Elon Musk and others call for a six-month AI pause, citing ‘risks to society.’

It’s official - Elon Musk, industry executives, and a group of AI experts urge for a six-month pause to develop more robust systems than OpenAI’s latest released GPT-4 in an open letter stating the potential risks to society.
As many of us know, Microsoft-backed OpenAI launched the fourth interaction of its GPT earlier this month. The latest Generative Pre-trained Transformer AI program has users in awe by impressing them with the human-like conversation, summarising lengthy documents, and composing songs.
The Future of Life Institute letter read, "Powerful AI systems should be developed only once we are confident that their effects will be positive and their risks will be manageable."
According to the European Union's transparency register, the non-profit that’s mainly funded by the Musk Foundation, the London-based group Founders Pledge, and Silicon Valley Community Foundation.
Earlier this month, Elon Musk said, "AI stresses me out." Musk has expressed frustration about the autopilot system and the regulator's efforts. He has, however, sourced a regulatory authority to ensure that AI development serves the public interest.
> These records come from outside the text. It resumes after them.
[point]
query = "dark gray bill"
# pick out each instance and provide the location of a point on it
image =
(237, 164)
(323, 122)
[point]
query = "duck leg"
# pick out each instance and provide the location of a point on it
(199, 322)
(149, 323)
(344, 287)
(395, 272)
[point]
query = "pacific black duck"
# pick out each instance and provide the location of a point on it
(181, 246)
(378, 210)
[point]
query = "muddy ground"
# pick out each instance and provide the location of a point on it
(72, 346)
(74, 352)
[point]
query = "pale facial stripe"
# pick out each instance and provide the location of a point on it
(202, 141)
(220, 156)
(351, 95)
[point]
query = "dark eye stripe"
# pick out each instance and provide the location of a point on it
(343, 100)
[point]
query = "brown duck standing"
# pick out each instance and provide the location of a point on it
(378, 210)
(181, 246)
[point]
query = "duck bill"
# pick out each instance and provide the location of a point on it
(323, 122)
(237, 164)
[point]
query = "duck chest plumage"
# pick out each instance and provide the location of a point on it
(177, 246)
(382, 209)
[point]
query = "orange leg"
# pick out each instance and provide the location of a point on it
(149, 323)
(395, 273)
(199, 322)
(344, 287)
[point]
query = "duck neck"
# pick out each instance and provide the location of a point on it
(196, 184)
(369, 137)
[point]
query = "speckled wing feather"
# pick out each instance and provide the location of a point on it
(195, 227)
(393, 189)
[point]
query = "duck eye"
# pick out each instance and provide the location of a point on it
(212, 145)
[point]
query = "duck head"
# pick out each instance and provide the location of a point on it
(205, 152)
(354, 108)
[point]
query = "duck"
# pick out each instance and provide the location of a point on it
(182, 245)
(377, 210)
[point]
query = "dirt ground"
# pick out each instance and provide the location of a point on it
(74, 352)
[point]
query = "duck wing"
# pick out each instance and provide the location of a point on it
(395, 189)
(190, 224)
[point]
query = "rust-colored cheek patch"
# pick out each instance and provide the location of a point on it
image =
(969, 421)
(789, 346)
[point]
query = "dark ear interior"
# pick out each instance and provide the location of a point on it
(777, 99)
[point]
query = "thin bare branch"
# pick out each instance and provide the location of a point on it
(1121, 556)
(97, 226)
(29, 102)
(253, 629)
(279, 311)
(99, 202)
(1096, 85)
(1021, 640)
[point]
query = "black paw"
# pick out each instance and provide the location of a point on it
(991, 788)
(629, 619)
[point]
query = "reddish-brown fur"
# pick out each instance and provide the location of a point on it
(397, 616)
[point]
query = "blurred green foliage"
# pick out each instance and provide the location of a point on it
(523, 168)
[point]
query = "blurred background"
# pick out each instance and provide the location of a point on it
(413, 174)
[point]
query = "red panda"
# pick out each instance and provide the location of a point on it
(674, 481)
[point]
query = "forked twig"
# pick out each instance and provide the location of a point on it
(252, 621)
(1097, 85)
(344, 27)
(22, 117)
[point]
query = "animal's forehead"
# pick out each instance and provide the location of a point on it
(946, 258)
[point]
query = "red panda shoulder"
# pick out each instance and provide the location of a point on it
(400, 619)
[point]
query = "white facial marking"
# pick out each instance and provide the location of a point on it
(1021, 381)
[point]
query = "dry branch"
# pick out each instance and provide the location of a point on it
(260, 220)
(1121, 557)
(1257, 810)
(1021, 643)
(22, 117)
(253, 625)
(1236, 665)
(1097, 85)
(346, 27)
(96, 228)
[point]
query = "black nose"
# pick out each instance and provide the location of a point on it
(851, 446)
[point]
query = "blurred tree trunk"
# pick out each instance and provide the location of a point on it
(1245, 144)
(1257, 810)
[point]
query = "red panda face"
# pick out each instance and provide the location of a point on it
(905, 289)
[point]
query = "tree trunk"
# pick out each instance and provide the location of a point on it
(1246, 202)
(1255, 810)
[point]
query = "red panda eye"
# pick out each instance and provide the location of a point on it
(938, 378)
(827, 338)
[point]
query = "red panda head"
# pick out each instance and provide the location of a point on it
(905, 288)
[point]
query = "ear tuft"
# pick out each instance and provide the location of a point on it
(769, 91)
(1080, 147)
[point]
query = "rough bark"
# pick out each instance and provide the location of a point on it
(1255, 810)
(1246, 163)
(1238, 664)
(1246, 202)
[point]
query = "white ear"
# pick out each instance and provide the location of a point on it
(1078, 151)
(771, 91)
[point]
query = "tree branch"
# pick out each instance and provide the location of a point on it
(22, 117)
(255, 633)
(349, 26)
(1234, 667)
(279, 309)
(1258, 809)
James Grimmelmann, professor of digital and information law at Cornell University, responded, "It is … deeply hypocritical for Elon Musk to sign on, given how hard Tesla has fought against accountability for the defective AI in its self-driving cars."
"A pause is a good idea, but the letter is vague and doesn't take the regulatory problems seriously."
Last month, Telsa recalled more than 362,000 US vehicles due to software updates. US regulators claimed the driver-assistance system could cause crashes. But to no one's surprise, Musk jumped on Twitter and tweeted that the word "recall" for an over-the-air software update is "anachronistic and just flat wrong!"
There was no immediate response from OpenAI concerning comment requests on the open letter. The letter has called for a pause until developed shared safety protocols by independent experts and urged developers to work with policymakers on governance before they continue with advanced AI development.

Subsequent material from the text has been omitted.